Okay – internationale Grenzen dürfen also nicht mit Gewalt verändert werden. Man könnte natürlich eine naheliegende Gegenfrage stellen: Wie sind sie denn eigentlich zustande gekommen und wie sollten sie eigentlich sonst verändert werden? Aber lassen wir solche Gedanken einmal beiseite. Bleiben wir ganz empirisch.

Liebe Westeuropäer, erinnert ihr euch noch an den 24. März 1999?

Damals begann ein 78 Tage lang andauerndes Bombardement der Republik Jugoslawien mit massiven Luftangriffen, Zerstörung von Regierungsgebäuden, Industrieanlagen, Transport, Telekommunikation- und Energie-Infrastruktur, mehreren tausend zivilen Opfern (mit vielen Spätfolgen durch uranangereicherte Munition). Der „Einsatz“ war ein klar völkerrechtswidriger Angriffskrieg der Nato, nicht gedeckt durch ein UN-Mandat des Sicherheitsrats, legitimiert durch Lügen.
Das war übrigens der erste „richtige“ Krieg in Europa nach dem Zweiten Weltkrieg. Annalena Baerbock, die bekanntlich „vom Völkerrecht kommt“, war bei dessen Beginn 18 Jahre alt, hätte also auch schon damals „in einer anderen Welt aufwachen“ können – und zwar in einer, in der die Nato einen Krieg gegen ein souveränes europäisches Land führte.

Am Ende stand die gewaltsame Veränderung von Grenzen: Aus Rest-Jugoslawien, das zuvor schon bereits durch mehrere Wellen von westlich unterstütztem Separatismus dezimiert worden war (Mittel dabei war eine offensive Einmischung in die Souveränität des jugoslawischen Zentralstaats durch die Förderung radikal-nationalistischer und separatistischer Bewegungen, die Zusage sofortiger völkerrechtlicher Anerkennung, das Versprechen auf EU-Mitgliedschaft), wurden das heutige Serbien und ein neuer Staat namens Kosovo.

Die EU und insbesondere Deutschland, das sich an Jugoslawien als Resultat des Zweiten Weltkriegs besonders störte und deshalb dessen Teilung an vorderster Front unterstützte, hatten es damit geschafft, einen ziemlich grossen und aus ihrer Sicht zu mächtigen Staat in handliche Kleinstaaten zu zerlegen, die man danach ökonomisch wie politisch von sich abhängig machen konnte; einzig Serbien ist eine unangenehme Restgrösse geblieben – bis heute. Daneben trat als Ergebnis des Kriegs die Neugründung namens Kosovo.

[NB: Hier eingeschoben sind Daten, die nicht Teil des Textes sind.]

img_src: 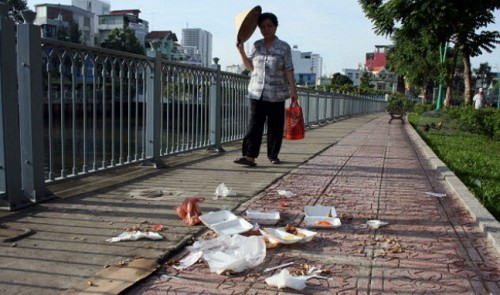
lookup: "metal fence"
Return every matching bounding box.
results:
[0,7,387,210]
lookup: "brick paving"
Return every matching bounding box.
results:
[125,115,500,294]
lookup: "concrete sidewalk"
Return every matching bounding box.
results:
[126,114,500,294]
[0,113,498,294]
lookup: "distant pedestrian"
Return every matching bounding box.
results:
[473,88,485,109]
[234,12,298,167]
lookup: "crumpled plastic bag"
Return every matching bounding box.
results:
[106,231,163,243]
[176,197,205,225]
[188,234,266,274]
[213,183,236,200]
[265,267,328,290]
[278,190,296,198]
[265,269,307,290]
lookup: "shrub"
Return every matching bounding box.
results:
[386,94,415,112]
[443,107,500,139]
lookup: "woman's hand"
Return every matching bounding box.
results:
[291,96,298,103]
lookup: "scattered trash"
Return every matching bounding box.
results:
[213,183,237,200]
[473,179,482,187]
[278,190,296,198]
[148,224,165,231]
[263,262,295,273]
[424,191,446,198]
[188,235,266,274]
[305,217,341,228]
[106,231,163,243]
[173,251,203,270]
[304,205,341,228]
[278,202,289,207]
[265,269,307,290]
[199,210,253,235]
[265,267,328,291]
[246,210,280,225]
[176,197,205,225]
[260,225,317,245]
[367,220,389,229]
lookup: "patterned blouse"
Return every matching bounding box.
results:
[247,37,294,102]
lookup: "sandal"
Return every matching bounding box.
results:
[234,157,256,167]
[269,158,281,164]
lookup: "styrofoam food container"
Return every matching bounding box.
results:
[304,216,341,228]
[246,210,280,225]
[199,210,253,235]
[304,205,337,218]
[210,218,254,235]
[260,227,317,244]
[200,210,237,226]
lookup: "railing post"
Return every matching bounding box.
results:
[17,9,52,203]
[209,57,224,152]
[145,42,163,167]
[0,1,26,210]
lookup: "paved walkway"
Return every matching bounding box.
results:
[0,113,499,294]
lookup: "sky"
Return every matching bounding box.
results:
[26,0,500,76]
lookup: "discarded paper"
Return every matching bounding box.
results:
[367,220,389,229]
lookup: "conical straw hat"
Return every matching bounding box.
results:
[235,5,262,45]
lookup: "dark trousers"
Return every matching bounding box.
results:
[242,99,285,160]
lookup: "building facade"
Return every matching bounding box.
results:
[365,45,398,93]
[98,9,149,46]
[145,31,181,60]
[291,46,323,85]
[34,3,95,46]
[181,28,213,67]
[71,0,110,45]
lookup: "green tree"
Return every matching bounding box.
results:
[474,62,493,89]
[330,73,353,86]
[6,0,27,23]
[360,71,372,89]
[359,0,500,106]
[101,28,145,55]
[386,30,439,103]
[56,23,81,43]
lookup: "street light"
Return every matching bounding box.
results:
[496,65,500,109]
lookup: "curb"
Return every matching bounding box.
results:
[405,123,500,255]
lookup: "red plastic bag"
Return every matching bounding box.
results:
[285,101,305,140]
[176,197,205,225]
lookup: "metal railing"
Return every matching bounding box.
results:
[0,7,387,210]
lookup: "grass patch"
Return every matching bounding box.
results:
[408,111,500,221]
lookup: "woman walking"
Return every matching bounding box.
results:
[234,12,298,167]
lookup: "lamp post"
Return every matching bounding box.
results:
[497,65,500,109]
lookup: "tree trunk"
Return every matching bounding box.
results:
[445,86,453,106]
[463,56,472,105]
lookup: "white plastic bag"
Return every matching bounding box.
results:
[106,231,163,243]
[188,234,266,274]
[265,269,307,290]
[265,267,328,290]
[213,183,236,200]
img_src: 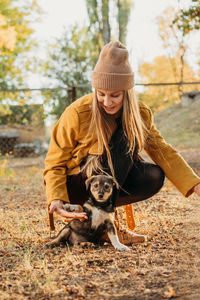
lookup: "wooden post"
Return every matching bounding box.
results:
[72,86,76,102]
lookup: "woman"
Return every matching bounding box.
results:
[44,41,200,244]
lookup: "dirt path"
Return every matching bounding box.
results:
[0,153,200,299]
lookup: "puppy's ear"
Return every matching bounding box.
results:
[85,176,96,190]
[113,179,119,190]
[103,173,119,190]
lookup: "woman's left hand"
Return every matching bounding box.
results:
[193,183,200,196]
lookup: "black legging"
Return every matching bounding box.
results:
[67,158,165,207]
[116,159,165,206]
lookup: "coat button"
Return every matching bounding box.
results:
[98,147,101,151]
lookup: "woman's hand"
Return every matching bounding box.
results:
[193,183,200,197]
[49,200,87,219]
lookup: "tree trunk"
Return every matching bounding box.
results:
[101,0,111,44]
[117,0,132,45]
[85,0,132,48]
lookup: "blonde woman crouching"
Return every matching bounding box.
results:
[44,41,200,245]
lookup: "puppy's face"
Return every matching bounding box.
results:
[86,175,114,202]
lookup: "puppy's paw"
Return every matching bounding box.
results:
[45,241,56,248]
[80,241,94,248]
[63,204,83,213]
[46,241,66,248]
[115,243,130,252]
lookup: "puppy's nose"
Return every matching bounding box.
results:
[98,193,104,199]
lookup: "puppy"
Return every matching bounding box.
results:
[46,175,130,251]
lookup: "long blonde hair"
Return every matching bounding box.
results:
[82,88,147,179]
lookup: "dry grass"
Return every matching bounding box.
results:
[154,100,200,149]
[0,158,200,299]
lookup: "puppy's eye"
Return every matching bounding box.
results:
[93,183,99,188]
[104,184,110,190]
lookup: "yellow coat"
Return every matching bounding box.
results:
[44,93,200,205]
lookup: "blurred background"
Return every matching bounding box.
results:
[0,0,200,164]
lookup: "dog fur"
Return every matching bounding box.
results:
[46,175,130,251]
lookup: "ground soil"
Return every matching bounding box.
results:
[0,148,200,299]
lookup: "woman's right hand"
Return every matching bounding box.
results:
[49,200,87,219]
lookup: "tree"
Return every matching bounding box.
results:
[0,0,41,90]
[0,13,16,50]
[117,0,133,45]
[0,0,41,122]
[85,0,133,48]
[44,0,134,120]
[173,0,200,35]
[157,7,189,98]
[42,25,93,119]
[138,55,199,112]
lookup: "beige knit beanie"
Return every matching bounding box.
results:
[92,41,134,91]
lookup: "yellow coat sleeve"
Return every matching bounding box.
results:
[141,103,200,197]
[43,105,79,205]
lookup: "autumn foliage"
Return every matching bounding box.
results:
[138,54,200,112]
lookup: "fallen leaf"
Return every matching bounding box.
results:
[163,285,176,298]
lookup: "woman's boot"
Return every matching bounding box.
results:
[114,207,146,245]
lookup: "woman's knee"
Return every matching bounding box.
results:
[148,164,165,193]
[117,164,165,206]
[119,162,165,199]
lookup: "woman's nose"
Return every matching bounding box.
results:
[104,96,112,106]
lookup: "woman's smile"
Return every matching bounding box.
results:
[103,105,116,111]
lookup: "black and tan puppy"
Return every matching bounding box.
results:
[46,175,130,251]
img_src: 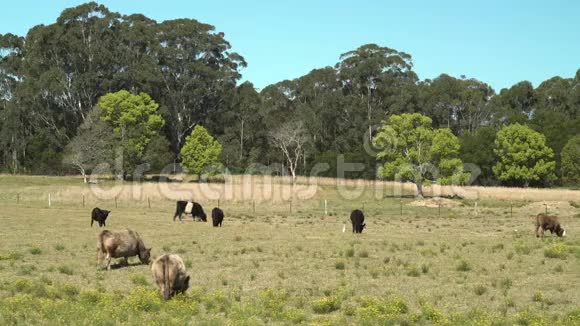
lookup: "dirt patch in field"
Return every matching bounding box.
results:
[407,198,461,208]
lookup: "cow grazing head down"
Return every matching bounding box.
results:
[350,209,365,234]
[97,229,151,270]
[151,254,190,300]
[536,213,566,238]
[91,208,110,227]
[174,201,207,222]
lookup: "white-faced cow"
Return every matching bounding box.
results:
[350,209,366,234]
[151,254,190,300]
[173,201,207,222]
[91,207,110,227]
[536,213,566,238]
[211,207,224,227]
[97,229,151,270]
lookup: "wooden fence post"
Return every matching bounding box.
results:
[400,201,403,216]
[115,197,118,208]
[148,196,151,209]
[16,193,20,204]
[48,193,52,208]
[324,200,328,216]
[82,194,85,208]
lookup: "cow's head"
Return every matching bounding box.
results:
[555,224,566,237]
[360,223,366,233]
[139,248,152,264]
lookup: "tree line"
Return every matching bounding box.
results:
[0,2,578,187]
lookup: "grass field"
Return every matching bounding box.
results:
[0,175,579,325]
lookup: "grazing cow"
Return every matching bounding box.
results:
[151,254,190,300]
[97,229,151,270]
[91,208,110,227]
[350,209,366,234]
[536,213,566,238]
[211,207,224,227]
[173,201,207,222]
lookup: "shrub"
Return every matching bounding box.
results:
[356,296,409,322]
[29,247,42,255]
[123,287,161,312]
[406,266,421,277]
[456,259,471,272]
[474,285,487,296]
[358,250,369,258]
[54,244,65,251]
[57,265,73,275]
[312,296,340,314]
[345,248,355,257]
[544,243,567,259]
[335,261,345,270]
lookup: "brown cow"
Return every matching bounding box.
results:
[97,229,151,270]
[536,213,566,238]
[151,254,190,300]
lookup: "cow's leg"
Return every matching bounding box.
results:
[122,257,129,266]
[103,220,106,227]
[105,252,112,270]
[536,226,541,237]
[539,227,545,239]
[91,219,94,227]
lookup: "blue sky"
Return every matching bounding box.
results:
[1,1,579,91]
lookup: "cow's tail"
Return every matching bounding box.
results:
[163,256,171,300]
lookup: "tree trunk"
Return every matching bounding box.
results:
[240,119,244,161]
[416,182,424,198]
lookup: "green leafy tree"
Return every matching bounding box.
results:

Die USA eröffneten dort einen ihrer grossen Militärstützpunkte auf dem Kontinent ¬– weitblickend wie sie nun einmal agieren, ausserhalb der EU. 2008 wurde die Republik Kosovo von den meisten europäischen Staaten staatsrechtlich anerkannt. Die Aggression der Nato hatte sich in vieler Hinsicht gelohnt…

Allerdings ist dieser Fall „selbstverständlich“ nicht vergleichbar mit der Ukraine.

„Wir bekräftigen, dass die unprovozierte und völkerrechtswidrige Invasion Russlands in der Ukraine einen eklatanten Verstoss gegen die Charta der Vereinten Nationen, die Schlussakte von Helsinki, das Budapester Memorandum und andere russische Verpflichtungserklärungen darstellt. Wir unterstreichen unser unerschütterliches Bekenntnis zur Souveränität, Unabhängigkeit und territorialen Integrität der Ukraine.“ (ebd.)

Im Unterschied zu Jugoslawien, dessen territoriale Integrität und Souveränität seinerzeit nicht so hoch im Kurs stand, entnehmen die (jedenfalls die massgeblichen) westeuropäischen Regierenden dem Völkerrecht in diesem Fall, dass die Ukraine unteilbar zu bleiben hat. Zudem gehört sie zu „uns“, zu „Europa“, wie es jetzt immer heisst, womit Russland einfach nicht mehr als europäischen Staat gezählt wird – was andererseits auch nicht verwundern darf, denn europäische Staaten sind ja nicht aggressiv und führen keine völkerrechtswidrigen Angriffskriege (s.o.).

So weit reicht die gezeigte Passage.